On October 11, the CFPB issued a consent order to a Virginia-based federal credit union to resolve allegations that its debt collection activities were unfair and deceptive in violation of the Dodd-Frank Wall Street Reform and Consumer Protection Act. According to the CFPB’s consent order, the credit union failed to implement adequate compliance controls and employee training on debt collection communications. The credit union’s actions involved employees who sent letters to “hundreds of thousands” of consumers containing various misrepresentations regarding the handling of consumer debt. The consent order alleged that these debt collection letters falsely threatened legal action, wage garnishment, and contacting servicemembers’ commanding officers for failure to remit payments. The consent order also noted that the same threats were made via telephone.

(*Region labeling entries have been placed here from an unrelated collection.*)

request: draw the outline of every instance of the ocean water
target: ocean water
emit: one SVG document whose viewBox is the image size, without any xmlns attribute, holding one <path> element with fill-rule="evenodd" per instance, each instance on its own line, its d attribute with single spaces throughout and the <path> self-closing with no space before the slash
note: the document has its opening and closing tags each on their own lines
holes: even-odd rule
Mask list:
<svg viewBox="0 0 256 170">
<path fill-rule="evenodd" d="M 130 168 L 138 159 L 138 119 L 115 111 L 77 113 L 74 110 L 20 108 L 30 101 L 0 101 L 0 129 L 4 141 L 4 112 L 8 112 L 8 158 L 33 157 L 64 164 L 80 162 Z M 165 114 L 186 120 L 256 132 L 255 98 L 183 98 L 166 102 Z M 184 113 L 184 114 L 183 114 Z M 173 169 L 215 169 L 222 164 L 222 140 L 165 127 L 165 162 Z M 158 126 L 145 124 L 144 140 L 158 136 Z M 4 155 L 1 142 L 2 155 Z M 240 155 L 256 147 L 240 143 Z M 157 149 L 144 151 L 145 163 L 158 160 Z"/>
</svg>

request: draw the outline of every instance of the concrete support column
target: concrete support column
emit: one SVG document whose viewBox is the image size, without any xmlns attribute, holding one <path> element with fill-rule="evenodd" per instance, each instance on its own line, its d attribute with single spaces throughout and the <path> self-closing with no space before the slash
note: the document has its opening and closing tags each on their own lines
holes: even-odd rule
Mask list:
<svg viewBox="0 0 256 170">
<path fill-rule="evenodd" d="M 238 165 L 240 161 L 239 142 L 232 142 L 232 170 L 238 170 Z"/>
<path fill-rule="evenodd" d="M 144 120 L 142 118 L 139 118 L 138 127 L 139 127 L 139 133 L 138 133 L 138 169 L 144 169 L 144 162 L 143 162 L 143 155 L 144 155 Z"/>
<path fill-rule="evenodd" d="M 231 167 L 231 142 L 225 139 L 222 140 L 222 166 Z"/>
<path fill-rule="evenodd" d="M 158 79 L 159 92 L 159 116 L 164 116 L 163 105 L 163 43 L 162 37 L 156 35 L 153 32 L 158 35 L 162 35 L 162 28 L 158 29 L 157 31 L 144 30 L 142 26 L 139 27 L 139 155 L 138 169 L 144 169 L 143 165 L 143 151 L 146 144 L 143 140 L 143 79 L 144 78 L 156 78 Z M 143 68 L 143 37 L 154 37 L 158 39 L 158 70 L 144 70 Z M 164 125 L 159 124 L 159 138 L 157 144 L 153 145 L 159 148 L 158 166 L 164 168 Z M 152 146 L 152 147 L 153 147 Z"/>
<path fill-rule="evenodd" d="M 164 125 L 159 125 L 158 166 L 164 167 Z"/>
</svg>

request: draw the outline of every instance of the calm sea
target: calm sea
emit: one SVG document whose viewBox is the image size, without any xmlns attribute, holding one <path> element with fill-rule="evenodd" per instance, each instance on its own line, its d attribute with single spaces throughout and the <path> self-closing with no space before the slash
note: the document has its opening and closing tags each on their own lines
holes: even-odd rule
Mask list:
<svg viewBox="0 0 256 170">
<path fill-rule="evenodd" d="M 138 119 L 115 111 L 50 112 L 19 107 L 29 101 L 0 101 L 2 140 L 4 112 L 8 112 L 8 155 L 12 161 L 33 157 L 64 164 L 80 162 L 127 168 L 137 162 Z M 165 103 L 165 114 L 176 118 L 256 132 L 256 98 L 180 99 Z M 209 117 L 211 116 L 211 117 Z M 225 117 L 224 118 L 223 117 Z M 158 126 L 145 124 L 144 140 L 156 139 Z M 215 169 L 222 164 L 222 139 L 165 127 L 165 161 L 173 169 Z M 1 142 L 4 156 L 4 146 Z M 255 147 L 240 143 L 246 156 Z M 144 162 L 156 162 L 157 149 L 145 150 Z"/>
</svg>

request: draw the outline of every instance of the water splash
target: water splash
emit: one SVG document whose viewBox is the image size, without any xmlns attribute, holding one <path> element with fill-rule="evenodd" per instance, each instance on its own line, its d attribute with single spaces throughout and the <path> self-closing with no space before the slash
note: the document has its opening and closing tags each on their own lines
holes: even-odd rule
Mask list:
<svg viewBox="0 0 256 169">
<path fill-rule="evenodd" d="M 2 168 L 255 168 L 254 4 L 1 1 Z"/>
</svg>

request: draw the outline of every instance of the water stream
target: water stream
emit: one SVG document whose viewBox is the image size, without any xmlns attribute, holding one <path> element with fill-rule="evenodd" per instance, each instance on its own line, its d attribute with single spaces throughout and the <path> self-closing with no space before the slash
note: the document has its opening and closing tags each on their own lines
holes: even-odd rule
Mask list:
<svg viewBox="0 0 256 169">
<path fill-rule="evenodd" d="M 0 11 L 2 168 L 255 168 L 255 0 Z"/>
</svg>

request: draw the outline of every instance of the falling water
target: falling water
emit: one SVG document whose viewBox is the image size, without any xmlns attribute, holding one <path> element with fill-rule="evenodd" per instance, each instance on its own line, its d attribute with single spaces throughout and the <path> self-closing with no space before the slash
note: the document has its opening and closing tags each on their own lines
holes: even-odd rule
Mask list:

The CFPB further contends that the credit union (i) sent approximately 68,000 letters misrepresenting the credit consequences of falling behind on a loan, alleging that members would “find it difficult, if not impossible, to obtain additional credit because of [their] present unsatisfactory credit rating” (internal quotations omitted); and (ii) restricted consumers’ electronic account access and electronic accounts services – without providing adequate notice – once their accounts became delinquent. Pursuant to the consent order, the credit union must (i) pay $23 million in consumer redress; (ii) pay a $5.5 million civil money penalty; and (iii) establish a comprehensive compliance plan regarding its policies and procedures on consumer debt collection communications and electronic account restrictions.